Lord Doherty revealed his decision that the prorogation was lawful this morning.

It followed claims Mr Johnson wants to limit MPs' scrutiny and their attempts to stop a no-deal Brexit.

Announcing his decision, Lord Doherty said the decision on proroguing parliament was for politicians, and not for the courts.

He said: "In my view, the advice given in relation to the prorogation decision is a matter involving high policy and political judgement.

"This is political territory and decision-making, which cannot be measured by legal standards, but only by political judgements. Accountability for the advice is to parliament and, ultimately, the electorate, and not to the courts."

Lord Doherty added: "I do not accept the submission that the prorogation contravenes the rule of law and the claim is justiciable because of that.

"In my opinion, there has been no contravention of the rule of law.

"The power to prorogue is a prerogative power and the Prime Minister had the vires to advise the sovereign as to its exercise."

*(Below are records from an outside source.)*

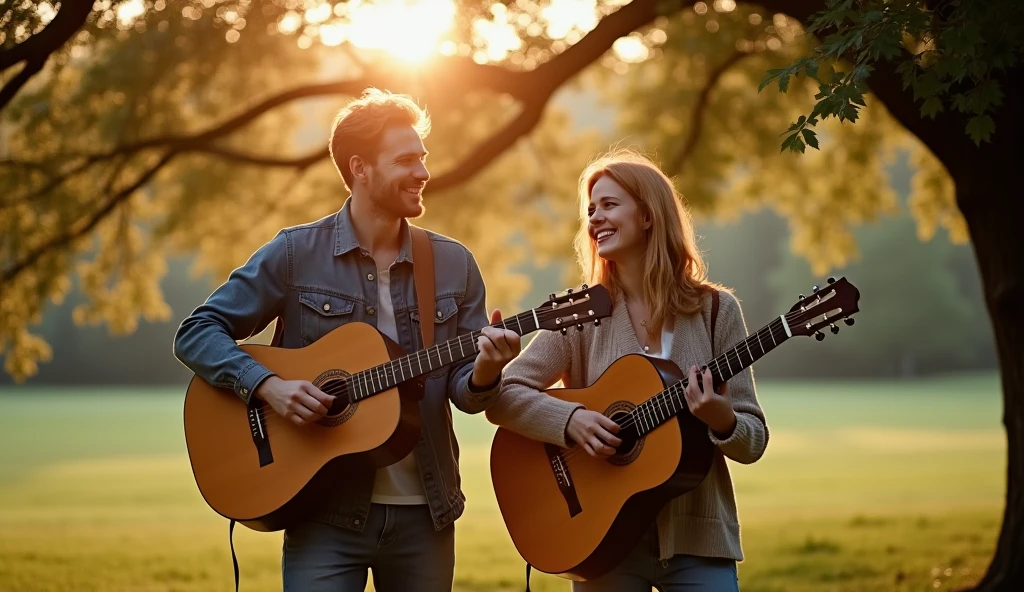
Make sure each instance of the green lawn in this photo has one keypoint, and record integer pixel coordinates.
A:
(868, 485)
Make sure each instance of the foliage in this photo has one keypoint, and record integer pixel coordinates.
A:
(950, 54)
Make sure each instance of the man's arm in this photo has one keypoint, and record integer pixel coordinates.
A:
(498, 347)
(242, 306)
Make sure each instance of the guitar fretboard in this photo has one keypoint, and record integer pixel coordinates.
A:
(390, 374)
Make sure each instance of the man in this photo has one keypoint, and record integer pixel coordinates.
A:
(357, 265)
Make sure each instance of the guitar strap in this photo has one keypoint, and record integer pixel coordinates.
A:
(423, 277)
(714, 318)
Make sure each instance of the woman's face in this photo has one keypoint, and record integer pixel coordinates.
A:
(614, 221)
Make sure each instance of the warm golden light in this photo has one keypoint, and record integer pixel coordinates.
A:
(418, 30)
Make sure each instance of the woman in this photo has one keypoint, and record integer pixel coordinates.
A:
(637, 240)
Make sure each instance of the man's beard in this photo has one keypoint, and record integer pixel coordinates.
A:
(390, 197)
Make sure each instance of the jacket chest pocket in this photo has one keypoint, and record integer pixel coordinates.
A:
(323, 313)
(445, 321)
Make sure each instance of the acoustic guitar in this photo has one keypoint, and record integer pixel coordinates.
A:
(261, 470)
(578, 516)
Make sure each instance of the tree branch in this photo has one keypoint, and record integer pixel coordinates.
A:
(699, 109)
(491, 149)
(69, 19)
(300, 163)
(64, 239)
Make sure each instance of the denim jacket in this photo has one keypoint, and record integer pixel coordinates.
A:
(316, 278)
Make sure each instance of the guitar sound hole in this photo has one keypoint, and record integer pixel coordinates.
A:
(631, 447)
(336, 382)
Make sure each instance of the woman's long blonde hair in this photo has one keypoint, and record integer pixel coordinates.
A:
(676, 275)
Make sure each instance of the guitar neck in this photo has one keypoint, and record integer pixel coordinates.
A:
(671, 402)
(390, 374)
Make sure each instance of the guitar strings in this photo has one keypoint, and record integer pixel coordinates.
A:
(341, 386)
(632, 418)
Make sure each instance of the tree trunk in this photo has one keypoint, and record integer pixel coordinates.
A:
(988, 195)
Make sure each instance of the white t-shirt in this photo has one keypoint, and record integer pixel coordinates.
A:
(666, 341)
(398, 483)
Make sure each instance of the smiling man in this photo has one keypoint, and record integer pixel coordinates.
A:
(357, 265)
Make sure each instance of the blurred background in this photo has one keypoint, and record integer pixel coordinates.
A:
(156, 144)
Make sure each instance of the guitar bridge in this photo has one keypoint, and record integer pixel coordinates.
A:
(257, 426)
(563, 478)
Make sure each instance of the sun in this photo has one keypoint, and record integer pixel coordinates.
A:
(409, 30)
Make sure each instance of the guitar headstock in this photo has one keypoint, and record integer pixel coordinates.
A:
(823, 307)
(574, 307)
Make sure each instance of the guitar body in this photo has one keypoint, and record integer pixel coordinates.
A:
(269, 484)
(586, 524)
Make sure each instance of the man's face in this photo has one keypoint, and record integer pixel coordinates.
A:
(399, 173)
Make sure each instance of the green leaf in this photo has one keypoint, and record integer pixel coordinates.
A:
(980, 128)
(783, 83)
(811, 137)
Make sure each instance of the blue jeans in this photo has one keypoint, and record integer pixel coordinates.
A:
(398, 544)
(641, 569)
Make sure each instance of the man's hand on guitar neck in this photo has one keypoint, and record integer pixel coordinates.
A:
(498, 347)
(297, 400)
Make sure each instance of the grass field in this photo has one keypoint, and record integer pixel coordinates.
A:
(868, 485)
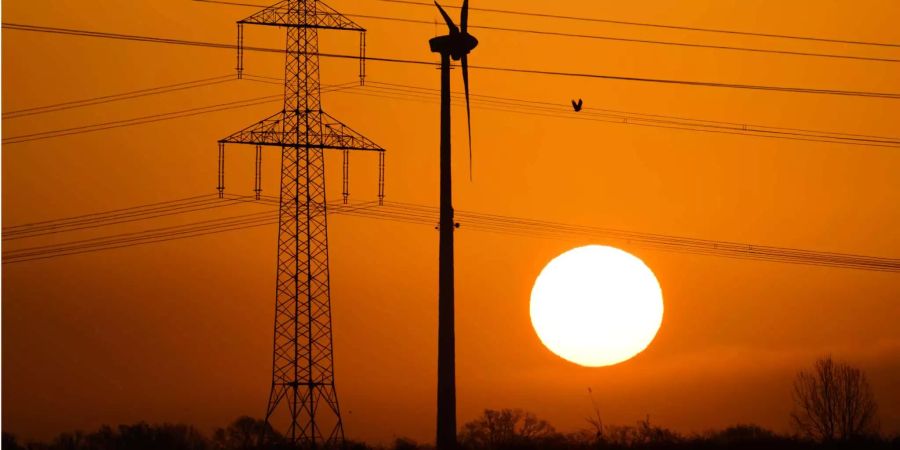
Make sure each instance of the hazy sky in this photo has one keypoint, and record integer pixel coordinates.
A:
(181, 331)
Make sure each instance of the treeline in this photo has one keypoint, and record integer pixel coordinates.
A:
(505, 429)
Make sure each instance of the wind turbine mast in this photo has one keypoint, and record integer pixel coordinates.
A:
(457, 46)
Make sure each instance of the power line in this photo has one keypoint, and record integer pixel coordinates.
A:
(203, 203)
(606, 37)
(427, 215)
(546, 109)
(118, 97)
(886, 95)
(139, 120)
(155, 117)
(652, 25)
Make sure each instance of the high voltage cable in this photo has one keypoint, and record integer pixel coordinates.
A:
(631, 113)
(139, 120)
(162, 234)
(174, 208)
(507, 104)
(604, 37)
(426, 215)
(118, 97)
(886, 95)
(651, 25)
(156, 117)
(552, 110)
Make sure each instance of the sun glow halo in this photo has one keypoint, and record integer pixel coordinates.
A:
(596, 305)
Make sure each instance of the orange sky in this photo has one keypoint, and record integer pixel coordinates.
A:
(181, 331)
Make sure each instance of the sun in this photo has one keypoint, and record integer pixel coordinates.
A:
(596, 305)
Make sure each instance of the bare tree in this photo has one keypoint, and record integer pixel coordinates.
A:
(833, 402)
(506, 428)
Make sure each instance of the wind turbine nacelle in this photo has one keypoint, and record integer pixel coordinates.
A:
(456, 45)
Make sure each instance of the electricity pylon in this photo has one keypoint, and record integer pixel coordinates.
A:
(456, 45)
(302, 360)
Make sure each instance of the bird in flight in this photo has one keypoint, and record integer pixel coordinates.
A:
(577, 105)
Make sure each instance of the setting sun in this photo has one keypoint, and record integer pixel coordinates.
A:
(596, 305)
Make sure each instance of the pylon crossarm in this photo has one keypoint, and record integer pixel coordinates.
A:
(281, 15)
(337, 135)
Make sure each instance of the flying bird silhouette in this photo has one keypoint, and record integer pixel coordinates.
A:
(577, 106)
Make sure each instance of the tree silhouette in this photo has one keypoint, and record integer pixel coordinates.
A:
(246, 433)
(506, 428)
(833, 402)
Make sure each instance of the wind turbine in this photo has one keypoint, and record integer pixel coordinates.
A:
(456, 45)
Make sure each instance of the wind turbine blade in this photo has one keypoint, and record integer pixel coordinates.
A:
(464, 16)
(452, 26)
(465, 64)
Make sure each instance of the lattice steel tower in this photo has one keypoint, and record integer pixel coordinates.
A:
(302, 366)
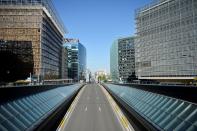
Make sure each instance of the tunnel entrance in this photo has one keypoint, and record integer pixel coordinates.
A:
(16, 60)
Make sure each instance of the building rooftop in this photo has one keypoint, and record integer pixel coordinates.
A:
(153, 4)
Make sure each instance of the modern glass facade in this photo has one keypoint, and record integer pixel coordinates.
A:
(114, 62)
(76, 59)
(35, 21)
(126, 58)
(122, 59)
(166, 42)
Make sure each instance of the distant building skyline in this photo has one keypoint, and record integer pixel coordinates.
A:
(122, 59)
(97, 23)
(76, 54)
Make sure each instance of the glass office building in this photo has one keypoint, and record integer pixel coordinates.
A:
(76, 59)
(122, 59)
(32, 24)
(114, 72)
(166, 42)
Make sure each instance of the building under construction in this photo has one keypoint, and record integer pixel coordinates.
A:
(31, 38)
(166, 42)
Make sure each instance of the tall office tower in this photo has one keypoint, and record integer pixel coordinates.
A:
(76, 59)
(166, 42)
(122, 59)
(31, 38)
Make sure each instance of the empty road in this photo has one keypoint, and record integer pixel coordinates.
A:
(92, 112)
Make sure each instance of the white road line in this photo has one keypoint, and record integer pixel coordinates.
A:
(70, 111)
(117, 111)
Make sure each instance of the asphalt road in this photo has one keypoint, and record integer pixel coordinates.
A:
(92, 112)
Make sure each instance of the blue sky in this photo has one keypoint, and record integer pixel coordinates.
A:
(97, 23)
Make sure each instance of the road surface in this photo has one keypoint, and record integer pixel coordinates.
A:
(92, 112)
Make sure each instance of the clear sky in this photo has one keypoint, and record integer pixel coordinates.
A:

Labour Edinburgh South MP Ian Murray, who was one of the petitioners in the case, insisted afterwards: "The fight against Boris Johnson's assault on democracy and his plan to crash the UK out of the EU goes on.

"There will be an appeal on this ruling and there is another court case taking place in England.

"But the main battle is currently in parliament, where the prime minister has lost his majority and does not have the support of the house for his dangerous plan to impose a no-deal Brexit on the country.

"We have wrested control of parliamentary business and will attempt to pass a law that makes a no-deal Brexit illegal.

"We will also fight to secure a final say for the people of the UK on Brexit and we must campaign to remain in the EU."